Many seem to have great difficulty trying to figure out why the Lord Jesus said what He did in verse 18 in this context. They think it is out of place, that it has nothing to do with the parable in verses 1-13, the comments in verses 14-17, or the parable of the rich man and Lazarus in verses 19-31.

 

            They are all mistaken. In verse 18 our Lord sticks His finger right on the ever-swelling chest of every proud legalist, exposing his hypocrisy, and says, “Like the unjust steward, you live for yourself. Your religion, your great piety, that you think will get you into heaven is carrying you rapidly, headlong into hell.
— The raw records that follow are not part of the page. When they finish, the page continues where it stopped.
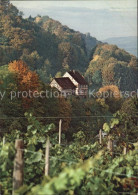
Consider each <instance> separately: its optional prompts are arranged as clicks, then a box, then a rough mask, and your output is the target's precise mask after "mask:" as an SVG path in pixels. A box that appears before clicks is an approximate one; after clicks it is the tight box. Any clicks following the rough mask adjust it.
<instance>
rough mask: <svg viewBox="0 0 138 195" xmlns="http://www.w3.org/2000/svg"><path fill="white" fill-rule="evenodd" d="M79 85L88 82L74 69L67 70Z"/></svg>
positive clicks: (87, 83) (84, 84)
mask: <svg viewBox="0 0 138 195" xmlns="http://www.w3.org/2000/svg"><path fill="white" fill-rule="evenodd" d="M68 73H69V74H70V75H71V76H72V77H73V78H74V79H75V80H76V81H77V82H78V83H79V84H80V85H88V83H87V82H86V81H85V79H84V77H83V76H82V75H81V74H80V73H79V72H78V71H75V70H72V71H69V72H68Z"/></svg>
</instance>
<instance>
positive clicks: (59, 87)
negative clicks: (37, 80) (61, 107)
mask: <svg viewBox="0 0 138 195" xmlns="http://www.w3.org/2000/svg"><path fill="white" fill-rule="evenodd" d="M50 86H51V87H55V88H57V89H58V90H59V91H60V92H61V91H62V88H61V87H60V85H59V84H58V83H57V82H56V81H55V80H53V81H52V82H51V83H50Z"/></svg>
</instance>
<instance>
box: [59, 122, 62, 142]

And, soon, you who are so rich in your own eyes will lift up your eyes in hell and see all God’s poor Lazarus’s, all these publicans and sinners who trust Me alone for acceptance with God, these who come to Me at Mercy’s open gate as poor, needy beggars seeking grace, these who feed with Me at the Father’s bounteous table, these you will see in all the riches of heavenly glory with Me. Then, then, you will remember your imaginary riches and good things to the everlasting torment of your souls.”

 

            Hear the words of the Son of God and flee to Him for mercy, trusting Him alone as your righteousness. — “For I say unto you, That except your righteousness shall exceed the righteousness of the scribes and Pharisees, ye shall in no case enter into the kingdom of heaven” (Matthew 5:20). Oh, poor, guilty, needy sinner, come to Christ as a filthy, empty handed, naked beggar and find in Him the righteousness that God requires. Everything God requires is in Him. And God gives it freely to all who need it (1 Corinthians 1:30-31).